There were times, though, when even Mohammed disagreed with the Quran. Verse 4:34 is one of those instances, said Maria Dakake, an expert on Islamic studies at George Mason University in Virginia.
One of the most controversial sections of the Quran, 4:34 is sometimes derisively called the “beat your wife” verse. It says that if men “fear discord and animosity” from their wives, they may strike them after first trying to admonish their spouse and “leave them in bed.”
“It’s obviously a difficult verse,” said Dakake, the only woman on the translation team of “The Study Quran.”
“I found it difficult when I first read it as a woman, and when people today, both men and women, try to address the meaning of the verse in a contemporary context, they can find it difficult to understand and reconcile with their own sense of right and wrong.”
But Dakake said that while reading through the reams of commentary, she found that Mohammed did not like the verse, either. In one hadith, or saying attributed the prophet, he reportedly said, “I wanted one thing, and God wanted another.”

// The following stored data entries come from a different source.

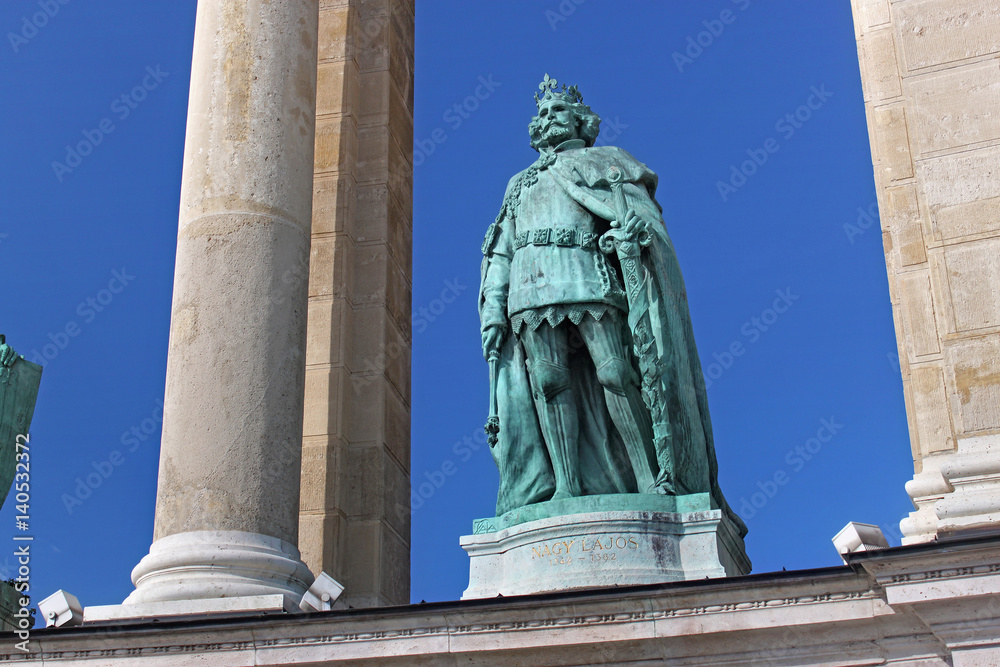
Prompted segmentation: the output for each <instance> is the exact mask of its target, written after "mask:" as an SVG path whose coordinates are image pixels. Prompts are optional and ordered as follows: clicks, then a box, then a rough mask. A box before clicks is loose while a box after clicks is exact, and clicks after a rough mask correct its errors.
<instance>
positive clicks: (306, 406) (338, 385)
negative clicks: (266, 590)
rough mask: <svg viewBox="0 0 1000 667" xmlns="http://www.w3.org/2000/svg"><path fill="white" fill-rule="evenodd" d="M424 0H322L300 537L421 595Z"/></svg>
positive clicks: (318, 83)
mask: <svg viewBox="0 0 1000 667" xmlns="http://www.w3.org/2000/svg"><path fill="white" fill-rule="evenodd" d="M413 12H414V3H413V0H322V1H321V2H320V28H319V34H320V38H319V70H318V84H317V86H318V88H317V105H316V106H317V108H316V161H315V176H314V177H315V181H314V197H313V227H312V252H311V255H310V269H309V270H310V276H309V323H308V343H307V348H306V389H305V392H306V403H305V425H304V437H303V443H302V495H301V506H300V511H301V514H300V528H299V547H300V549H301V551H302V555H303V558H304V560H305V561H306V563H308V565H309V566H310V568H311V569H312V570H313V571H314V572H319V571H320V570H324V571H326V572H327V573H329V574H330V575H331V576H332V577H334V578H335V579H337V580H338V581H339V582H340V583H342V584H344V585H345V587H346V590H345V592H344V597H343V599H344V601H346V602H347V603H348V604H351V605H353V606H355V607H358V606H378V605H386V604H404V603H407V602H409V586H410V584H409V576H410V565H409V564H410V504H409V497H410V480H409V475H410V292H411V279H410V278H411V270H412V269H411V267H412V262H411V237H412V231H411V221H412V217H413V212H412V175H413V153H412V146H413V29H414V19H413Z"/></svg>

“That was very meaningful to me,” Dekake [sic] said. “We can say, looking at this commentary, that hitting your wife, even if it is permitted in the Quran, was not the morally virtuous thing to do from the point of view of the prophet.”…
Any Muslim will tell you that nothing, even Muhammad’s wishes, supersedes the Qur’an. Dakake doesn’t mention that wife-beating is also sanctioned by Muhammad’s example: A hadith has Aisha reporting that Muhammad struck her. Once he went out at night after he thought she was asleep, and she followed him surreptitiously. Muhammad saw her, and, as Aisha recounts: “He struck me on the chest which caused me pain, and then said: Did you think that Allah and His Apostle would deal unjustly with you?” (Sahih Muslim 2127)

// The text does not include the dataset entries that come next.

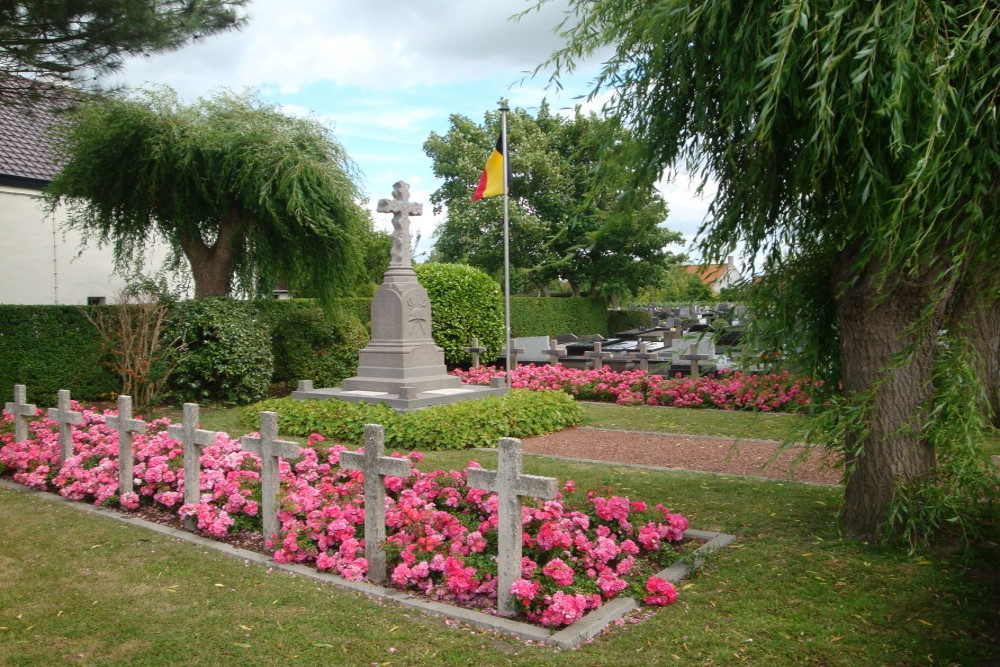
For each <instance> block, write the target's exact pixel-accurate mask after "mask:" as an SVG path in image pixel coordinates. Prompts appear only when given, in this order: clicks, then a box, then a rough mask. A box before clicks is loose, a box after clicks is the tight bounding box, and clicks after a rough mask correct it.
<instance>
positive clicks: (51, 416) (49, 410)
mask: <svg viewBox="0 0 1000 667" xmlns="http://www.w3.org/2000/svg"><path fill="white" fill-rule="evenodd" d="M57 393H58V396H59V400H58V403H57V404H56V405H57V406H58V407H55V408H49V419H52V420H55V421H57V422H59V462H60V463H66V459H68V458H69V457H71V456H73V426H74V425H75V424H79V423H80V422H81V421H83V415H82V414H80V413H79V412H73V411H72V410H70V409H69V407H70V405H69V389H60V390H59V391H58V392H57Z"/></svg>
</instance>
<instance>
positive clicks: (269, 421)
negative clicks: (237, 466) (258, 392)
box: [240, 412, 301, 540]
mask: <svg viewBox="0 0 1000 667" xmlns="http://www.w3.org/2000/svg"><path fill="white" fill-rule="evenodd" d="M240 446H241V447H243V451H245V452H250V453H251V454H257V455H258V456H260V491H261V507H260V512H261V515H260V518H261V523H263V527H264V539H265V540H269V539H271V537H273V536H274V535H275V534H276V533H277V532H278V529H279V528H280V527H281V526H280V524H278V487H279V481H280V479H279V474H278V473H279V462H278V459H279V458H285V459H295V458H298V457H299V454H300V453H301V452H300V450H299V446H298V445H297V444H296V443H294V442H291V441H289V440H278V413H276V412H262V413H260V437H255V436H252V435H245V436H243V437H242V438H240Z"/></svg>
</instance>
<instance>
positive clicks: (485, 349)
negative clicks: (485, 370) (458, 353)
mask: <svg viewBox="0 0 1000 667" xmlns="http://www.w3.org/2000/svg"><path fill="white" fill-rule="evenodd" d="M465 351H466V352H468V353H469V354H471V355H472V367H473V368H479V355H480V354H482V353H483V352H485V351H486V348H485V347H479V339H478V338H473V339H472V345H471V346H470V347H467V348H465Z"/></svg>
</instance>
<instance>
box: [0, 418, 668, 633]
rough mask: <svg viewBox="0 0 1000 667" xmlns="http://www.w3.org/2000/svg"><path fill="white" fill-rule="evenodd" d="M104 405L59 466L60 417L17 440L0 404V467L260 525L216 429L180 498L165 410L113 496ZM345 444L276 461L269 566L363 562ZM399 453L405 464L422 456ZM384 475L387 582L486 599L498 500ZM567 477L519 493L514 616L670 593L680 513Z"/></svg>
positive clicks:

A reporter asked: How could “The Study Quran” help?
Webb said he imagines a young Muslim man — the kind of lost soul who grasps for the nearest certainty he can find. He imagines that young man watching ISIS or al Qaeda propaganda online, alone in his room, listening to them quote the Quran, trying to coax him into violent action.
And then Webb imagines the young man opening “The Study Quran,” and reading scholars’ commentaries on those perplexing verses, and finding that most of them, perhaps all of them, disagree with the terrorists.
The vaunted “moderate” Webb has dismissed secularism as a “radical lunatic ideology,” which means the dismissal of the idea that the government derives its just powers from the consent of the governed, and the embracing of the idea that the law of Allah constitutes the only legitimate constitution and government. He has also appeared at events hosted by Hamas-linked CAIR, a group that he openly lauds.